I don't want to talk too much about the book because for me, reading it so long after I had read the reviews worked great for me, I didn't have a very clear idea of what was going to happen, except for the basics and I really enjoyed being heartbroken, enraged and creeped out on occasion with the ruthlessness present!

The start gave me a very Braveheart like feel, even if it's set in the mines of Mars, but then the story changes mood and the stakes get higher, we get through a slower part full of fascinating classical science fiction and then we're thrown into politics, war games and simply amazing storytelling weaving it all flawlessly!

I don't usually connect too easily with male POVs, but I quite attached myself to Darrow and kept on rooting for him throught his massive rollercoaster of emotions and mental battles. He might be wrong or right, but I couldn't help but understand where he was coming from. He was a flawed character but was always trying to prove himself to the Golds, to himself and to Eo, always.

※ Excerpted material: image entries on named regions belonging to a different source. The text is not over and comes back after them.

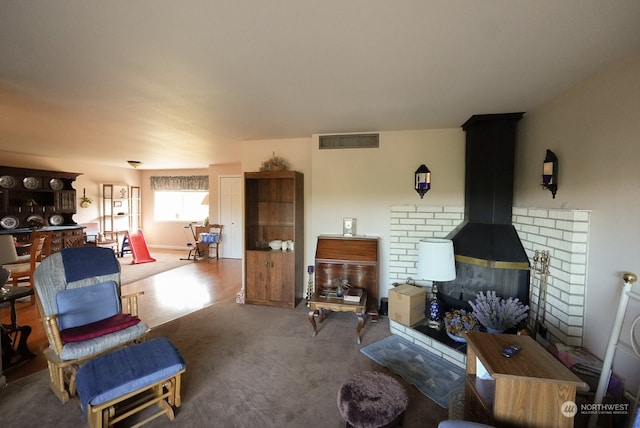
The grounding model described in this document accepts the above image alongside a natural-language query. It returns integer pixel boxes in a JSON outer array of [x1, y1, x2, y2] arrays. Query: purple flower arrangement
[[469, 291, 529, 331]]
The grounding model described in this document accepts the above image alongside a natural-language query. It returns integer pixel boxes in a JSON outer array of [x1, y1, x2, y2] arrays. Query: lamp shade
[[418, 238, 456, 281]]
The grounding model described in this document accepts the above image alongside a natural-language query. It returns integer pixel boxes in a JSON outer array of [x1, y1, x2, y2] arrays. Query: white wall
[[514, 54, 640, 390], [306, 130, 464, 297]]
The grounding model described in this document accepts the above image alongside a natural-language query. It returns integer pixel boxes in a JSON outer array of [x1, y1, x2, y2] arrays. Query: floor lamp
[[418, 238, 456, 330]]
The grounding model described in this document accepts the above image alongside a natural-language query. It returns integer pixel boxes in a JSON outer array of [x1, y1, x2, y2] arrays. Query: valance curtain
[[151, 175, 209, 192]]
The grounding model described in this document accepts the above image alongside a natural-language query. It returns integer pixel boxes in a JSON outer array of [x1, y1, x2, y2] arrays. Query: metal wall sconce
[[542, 149, 558, 199], [415, 164, 431, 199]]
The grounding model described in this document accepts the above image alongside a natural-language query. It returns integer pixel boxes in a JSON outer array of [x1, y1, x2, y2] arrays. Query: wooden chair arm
[[120, 291, 144, 317], [43, 315, 63, 355]]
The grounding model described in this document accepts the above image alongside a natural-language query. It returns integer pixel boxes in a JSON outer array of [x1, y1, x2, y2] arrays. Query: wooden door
[[245, 251, 270, 303], [269, 251, 295, 307]]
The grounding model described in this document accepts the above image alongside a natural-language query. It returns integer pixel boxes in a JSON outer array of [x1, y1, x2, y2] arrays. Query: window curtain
[[151, 175, 209, 192]]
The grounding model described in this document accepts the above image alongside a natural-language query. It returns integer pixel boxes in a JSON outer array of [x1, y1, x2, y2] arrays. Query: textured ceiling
[[0, 0, 640, 168]]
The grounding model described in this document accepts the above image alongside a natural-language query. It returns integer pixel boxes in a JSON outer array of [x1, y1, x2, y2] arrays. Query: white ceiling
[[0, 0, 640, 168]]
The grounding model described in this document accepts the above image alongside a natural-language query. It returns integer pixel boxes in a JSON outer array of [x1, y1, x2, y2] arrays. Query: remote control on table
[[502, 345, 522, 358]]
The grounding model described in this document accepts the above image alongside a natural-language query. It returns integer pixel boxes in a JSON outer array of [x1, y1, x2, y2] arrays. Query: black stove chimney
[[440, 113, 529, 307]]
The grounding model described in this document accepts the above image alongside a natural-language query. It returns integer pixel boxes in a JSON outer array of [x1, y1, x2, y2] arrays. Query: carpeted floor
[[361, 335, 465, 408], [0, 300, 447, 428]]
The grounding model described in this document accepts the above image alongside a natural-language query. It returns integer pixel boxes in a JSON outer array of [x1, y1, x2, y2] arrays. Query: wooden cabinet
[[315, 235, 380, 315], [244, 171, 305, 308], [0, 166, 80, 232], [464, 333, 585, 428], [0, 166, 84, 252], [246, 250, 296, 306]]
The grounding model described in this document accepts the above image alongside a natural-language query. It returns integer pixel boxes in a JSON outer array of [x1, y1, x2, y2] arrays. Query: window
[[153, 191, 209, 221]]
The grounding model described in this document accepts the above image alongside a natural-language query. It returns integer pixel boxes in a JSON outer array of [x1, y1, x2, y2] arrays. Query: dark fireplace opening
[[438, 262, 530, 313]]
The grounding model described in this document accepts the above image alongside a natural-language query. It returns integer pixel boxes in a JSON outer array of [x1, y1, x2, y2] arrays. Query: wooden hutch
[[0, 166, 84, 252], [244, 171, 305, 308]]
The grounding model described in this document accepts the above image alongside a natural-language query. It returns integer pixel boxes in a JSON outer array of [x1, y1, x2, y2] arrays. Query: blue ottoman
[[76, 338, 186, 428]]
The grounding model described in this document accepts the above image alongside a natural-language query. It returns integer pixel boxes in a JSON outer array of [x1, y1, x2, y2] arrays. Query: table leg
[[309, 309, 318, 337], [356, 314, 364, 345]]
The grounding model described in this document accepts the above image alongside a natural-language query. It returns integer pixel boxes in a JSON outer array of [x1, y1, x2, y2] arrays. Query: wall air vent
[[319, 134, 380, 150]]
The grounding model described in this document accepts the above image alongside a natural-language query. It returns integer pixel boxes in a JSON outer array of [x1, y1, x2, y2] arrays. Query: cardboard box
[[389, 284, 427, 326]]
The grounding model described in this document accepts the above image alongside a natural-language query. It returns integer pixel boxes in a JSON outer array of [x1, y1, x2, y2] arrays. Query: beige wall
[[305, 130, 464, 288], [515, 54, 640, 387]]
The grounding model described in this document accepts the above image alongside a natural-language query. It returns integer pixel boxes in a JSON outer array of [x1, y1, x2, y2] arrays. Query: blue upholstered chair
[[34, 247, 149, 403]]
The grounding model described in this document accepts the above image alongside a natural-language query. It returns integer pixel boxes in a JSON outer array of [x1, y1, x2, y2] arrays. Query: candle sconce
[[542, 149, 558, 199]]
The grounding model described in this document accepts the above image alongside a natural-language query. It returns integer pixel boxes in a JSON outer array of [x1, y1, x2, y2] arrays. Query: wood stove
[[438, 113, 529, 310]]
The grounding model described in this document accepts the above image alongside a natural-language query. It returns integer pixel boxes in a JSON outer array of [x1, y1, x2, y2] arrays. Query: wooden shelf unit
[[244, 171, 305, 308], [464, 332, 586, 428], [315, 235, 380, 316]]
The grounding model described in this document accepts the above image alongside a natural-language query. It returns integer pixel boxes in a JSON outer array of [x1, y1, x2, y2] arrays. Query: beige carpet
[[118, 249, 195, 285], [0, 300, 447, 428]]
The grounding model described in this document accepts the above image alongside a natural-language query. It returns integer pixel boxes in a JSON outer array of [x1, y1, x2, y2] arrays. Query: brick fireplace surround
[[389, 205, 590, 368]]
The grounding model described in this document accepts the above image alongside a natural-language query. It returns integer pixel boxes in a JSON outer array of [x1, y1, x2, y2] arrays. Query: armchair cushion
[[60, 314, 140, 343], [55, 281, 120, 330]]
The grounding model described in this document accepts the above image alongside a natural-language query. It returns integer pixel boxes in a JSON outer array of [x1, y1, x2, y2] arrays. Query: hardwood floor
[[0, 254, 242, 382]]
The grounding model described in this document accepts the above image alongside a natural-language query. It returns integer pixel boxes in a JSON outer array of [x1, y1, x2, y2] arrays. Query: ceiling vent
[[319, 134, 380, 150]]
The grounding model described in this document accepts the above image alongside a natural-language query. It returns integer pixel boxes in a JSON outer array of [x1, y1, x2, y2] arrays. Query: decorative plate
[[22, 177, 40, 190], [447, 332, 467, 343], [49, 214, 64, 226], [0, 175, 16, 189], [0, 215, 19, 229], [27, 215, 44, 224], [49, 178, 64, 190]]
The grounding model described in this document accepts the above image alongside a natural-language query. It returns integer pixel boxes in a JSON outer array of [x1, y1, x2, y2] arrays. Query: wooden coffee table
[[307, 290, 367, 344]]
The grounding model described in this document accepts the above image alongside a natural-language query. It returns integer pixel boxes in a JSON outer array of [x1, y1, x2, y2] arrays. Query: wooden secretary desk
[[315, 235, 380, 320]]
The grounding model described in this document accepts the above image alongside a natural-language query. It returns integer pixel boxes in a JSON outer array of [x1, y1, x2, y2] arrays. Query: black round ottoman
[[338, 372, 409, 428]]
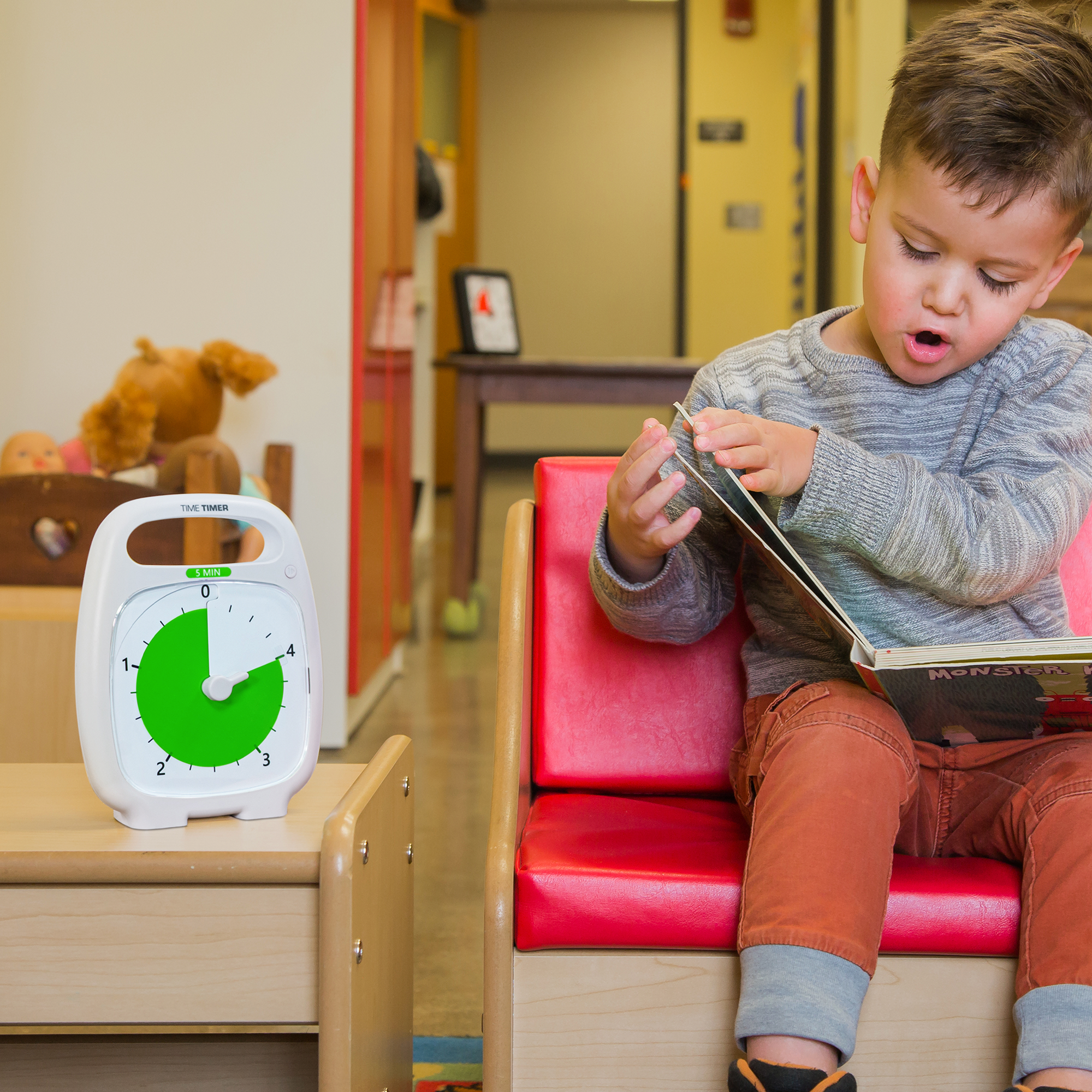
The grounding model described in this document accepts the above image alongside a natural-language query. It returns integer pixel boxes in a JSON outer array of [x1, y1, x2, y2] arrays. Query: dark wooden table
[[437, 353, 705, 603]]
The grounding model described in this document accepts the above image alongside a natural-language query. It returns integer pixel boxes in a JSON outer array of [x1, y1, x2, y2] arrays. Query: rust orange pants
[[732, 680, 1092, 997]]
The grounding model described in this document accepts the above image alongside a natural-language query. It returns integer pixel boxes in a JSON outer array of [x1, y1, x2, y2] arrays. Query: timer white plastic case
[[75, 494, 322, 830]]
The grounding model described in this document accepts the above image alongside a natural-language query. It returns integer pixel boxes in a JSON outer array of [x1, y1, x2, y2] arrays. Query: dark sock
[[728, 1058, 857, 1092]]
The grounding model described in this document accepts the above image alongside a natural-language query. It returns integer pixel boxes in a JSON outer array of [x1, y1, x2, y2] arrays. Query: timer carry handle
[[87, 492, 302, 571]]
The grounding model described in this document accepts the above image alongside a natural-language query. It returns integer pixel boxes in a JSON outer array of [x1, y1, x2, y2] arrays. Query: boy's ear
[[1028, 236, 1084, 311], [850, 155, 880, 242]]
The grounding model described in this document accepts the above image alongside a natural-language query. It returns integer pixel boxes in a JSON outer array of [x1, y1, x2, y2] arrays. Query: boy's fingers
[[693, 415, 762, 451], [713, 448, 770, 471], [618, 437, 675, 503], [615, 418, 667, 474], [739, 468, 779, 492], [690, 406, 745, 435], [629, 471, 686, 523], [652, 508, 701, 554]]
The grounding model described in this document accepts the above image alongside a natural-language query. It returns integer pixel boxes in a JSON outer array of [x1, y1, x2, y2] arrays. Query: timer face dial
[[110, 580, 310, 796]]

There are quite a few of unexpected turns thrown here and there that were very welcome to shake both the characters and the reader when we were getting too comfortable and I don't think I saw any of them really coming at all!

So very glad that I read this one before the year ended because I would have missed one of my favourite books of the year and a debut at that! And also very happy that I read it in December because the sequel comes out next month! There's no real evil cliffhanger here, but it does leave you wanting more!

Very much deserved 4.5 stats and very recommended for those you might think they're very much burned out on dystopians!